Hello forum. I have been using a company that does a pretty good job screen printing my items, but they tend to fade or show the fuzzy cotton after a few washes. However, I have seen other screen printing that is more textured (thicker printing) and has lasted a lot longer. Does anyone have any suggestions on certain request I should make to acheive a better print job? Also, I am upgrading my t-shirt also, so this may help. Thanks in advance. 

Cortez


----------



## Rodney (Nov 3, 2004)

Hi Cortez,



> I have been using a company that does a that does a pretty good job screen printing my items, but they tend to fade or show the fuzzy cotton after a few washes


I'm thinking that if the screen printed designs are fading or showing the garment through the design after washing, that they aren't doing a pretty good job 



> Does anyone have any suggestions on certain request I should make to acheive a better print job?


I think I would just tell them your concerns as you've stated them here and ask them how they can address those issues.

They may not be giving your prints enough ink coverage, or it could be something else.


----------



## identityburn (Feb 24, 2006)

It sounds to me like they aren't putting enough ink down.

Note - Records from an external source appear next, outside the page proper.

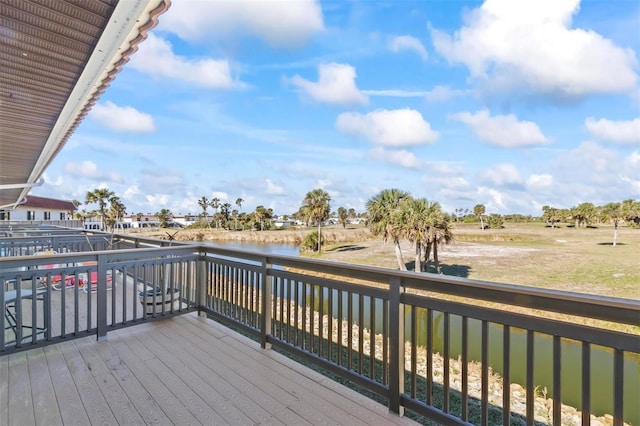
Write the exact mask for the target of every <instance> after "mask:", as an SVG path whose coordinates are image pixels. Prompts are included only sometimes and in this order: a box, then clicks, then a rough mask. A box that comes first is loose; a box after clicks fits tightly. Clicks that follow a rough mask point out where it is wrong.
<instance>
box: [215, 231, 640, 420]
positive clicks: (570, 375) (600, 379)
mask: <svg viewBox="0 0 640 426" xmlns="http://www.w3.org/2000/svg"><path fill="white" fill-rule="evenodd" d="M216 245H219V246H222V247H225V248H229V249H237V250H251V251H257V252H264V253H273V254H279V255H288V256H298V255H299V249H298V247H296V246H293V245H289V244H257V243H243V242H220V243H217V242H216ZM317 296H318V295H316V297H315V301H316V302H317V301H318V300H319V297H317ZM308 297H310V296H308ZM344 297H345V300H343V303H345V306H346V303H347V300H346V297H348V296H347V295H346V294H345V295H344ZM333 298H334V300H333V302H334V305H333V306H337V300H336V298H337V295H335V294H334V296H333ZM327 299H328V297H327V294H325V297H324V300H325V304H326V306H324V312H328V300H327ZM316 308H319V307H316ZM354 309H355V310H356V311H355V312H354V318H358V315H359V313H358V312H357V309H358V304H357V303H354ZM375 309H376V312H381V309H382V305H381V304H380V305H379V306H376V307H375ZM416 313H417V318H418V330H417V331H418V336H420V337H419V339H418V342H417V344H418V345H420V346H426V335H427V333H426V330H427V318H426V317H427V314H426V311H425V310H418V311H417V312H416ZM409 315H410V313H409V312H407V327H408V320H409ZM442 317H443V314H442V313H439V312H434V321H433V324H434V330H433V336H434V339H433V343H434V350H435V351H436V352H440V353H443V336H444V325H443V323H444V321H443V320H442ZM364 318H365V323H364V324H363V326H364V327H366V328H371V327H370V324H369V321H368V319H369V312H368V307H367V304H365V312H364ZM343 319H346V318H343ZM374 327H375V329H378V330H379V329H380V328H381V324H375V325H374ZM449 333H450V344H451V347H450V354H451V357H452V358H457V357H458V356H459V355H460V353H461V348H462V320H461V317H459V316H456V315H451V316H450V331H449ZM552 345H553V338H552V336H549V335H543V334H539V333H536V335H535V338H534V347H535V351H534V352H535V355H534V379H535V383H536V386H538V389H544V388H546V389H547V390H548V393H547V396H548V397H549V398H550V397H552V393H553V392H552V390H553V362H552V357H553V346H552ZM509 350H510V362H511V367H510V375H511V381H512V382H513V383H519V384H521V385H523V386H524V384H525V383H526V332H525V331H524V330H518V329H511V343H510V348H509ZM468 351H469V352H468V354H469V355H468V356H469V359H470V360H473V361H480V359H481V322H480V321H478V320H469V343H468ZM561 353H562V355H561V357H562V360H561V364H562V401H563V403H564V404H567V405H570V406H572V407H575V408H577V409H578V410H579V409H580V406H581V398H582V396H581V395H582V394H581V392H582V346H581V343H579V342H576V341H573V340H569V339H562V344H561ZM502 357H503V340H502V327H501V326H499V325H496V324H490V325H489V364H490V366H491V368H492V370H493V371H494V372H496V373H498V374H501V372H502V362H503V359H502ZM624 377H625V385H624V417H625V419H626V421H627V422H631V423H632V424H640V404H639V403H638V401H640V357H639V356H632V355H631V354H626V356H625V359H624ZM591 385H592V392H591V411H592V412H593V413H594V414H596V415H598V416H601V415H604V414H611V413H612V412H613V354H612V351H611V350H608V349H606V348H602V347H592V349H591Z"/></svg>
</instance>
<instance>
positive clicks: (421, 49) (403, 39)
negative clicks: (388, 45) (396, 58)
mask: <svg viewBox="0 0 640 426" xmlns="http://www.w3.org/2000/svg"><path fill="white" fill-rule="evenodd" d="M389 50H391V51H392V52H395V53H397V52H400V51H402V50H410V51H414V52H416V53H417V54H418V55H419V56H420V57H421V58H422V60H423V61H426V60H427V58H428V57H429V56H428V55H427V49H425V48H424V46H423V45H422V42H421V41H420V40H418V39H417V38H415V37H412V36H409V35H404V36H397V37H394V38H393V39H392V40H391V41H390V42H389Z"/></svg>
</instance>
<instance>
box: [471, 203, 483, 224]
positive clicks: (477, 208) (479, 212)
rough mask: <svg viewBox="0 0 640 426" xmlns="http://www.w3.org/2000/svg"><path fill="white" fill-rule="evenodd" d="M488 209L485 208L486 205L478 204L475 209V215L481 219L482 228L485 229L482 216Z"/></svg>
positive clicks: (474, 210) (476, 216)
mask: <svg viewBox="0 0 640 426" xmlns="http://www.w3.org/2000/svg"><path fill="white" fill-rule="evenodd" d="M485 211H486V209H485V207H484V204H476V206H475V207H474V208H473V214H474V215H475V216H476V217H479V218H480V228H481V229H484V221H483V220H482V215H483V214H484V213H485Z"/></svg>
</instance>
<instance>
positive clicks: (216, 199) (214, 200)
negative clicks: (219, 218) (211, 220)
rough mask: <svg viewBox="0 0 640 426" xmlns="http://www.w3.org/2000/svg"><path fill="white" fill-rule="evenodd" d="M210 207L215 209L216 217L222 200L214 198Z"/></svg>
mask: <svg viewBox="0 0 640 426" xmlns="http://www.w3.org/2000/svg"><path fill="white" fill-rule="evenodd" d="M209 205H210V206H211V208H212V209H213V215H214V217H215V215H216V213H218V207H220V198H218V197H213V198H212V199H210V200H209ZM216 228H218V222H217V221H216Z"/></svg>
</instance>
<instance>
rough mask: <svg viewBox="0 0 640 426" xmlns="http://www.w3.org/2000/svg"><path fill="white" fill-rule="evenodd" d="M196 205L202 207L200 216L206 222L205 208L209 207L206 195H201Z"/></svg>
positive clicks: (207, 215)
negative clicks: (200, 196) (203, 217)
mask: <svg viewBox="0 0 640 426" xmlns="http://www.w3.org/2000/svg"><path fill="white" fill-rule="evenodd" d="M198 205H199V206H200V208H201V209H202V216H204V220H205V221H207V222H208V220H207V218H208V215H207V208H209V200H207V197H204V196H203V197H202V198H200V199H199V200H198Z"/></svg>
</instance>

All you have to ask them is to spot dry the first print then hit it again with the ink a second time. This will put another layer of ink on top of the now dried one which will get rid of the "fuzzy" stuff you're talking about.

Sometimes (especially on darks) it's difficult to completely get rid of this because when the screen touches the shirt on a pass it's not completely smooth, the screen will stick to the shirt for a moment and pull up some of the fibers.

Also most people only hit the ink once on light shirts because the ink doesn't have to be as opaque. I've noticed on shirts I've purchased that the thread coming through the design is a little more apparent. But as I stated before, hitting the ink again after a spot dry should make it look better, BUT it will make the ink much thicker on the shirt which will in turn make it worse in hot temerperatures on the wearer.


----------



## Fluid (Jun 20, 2005)

> they tend to fade or show the fuzzy cotton after a few washes.


This is called fibrelation. A couple of reasons cause this.

Way too much pressure when printing. The ink needs to lay on the shirt, NOT in the shirt.

Mesh counts are too high.


----------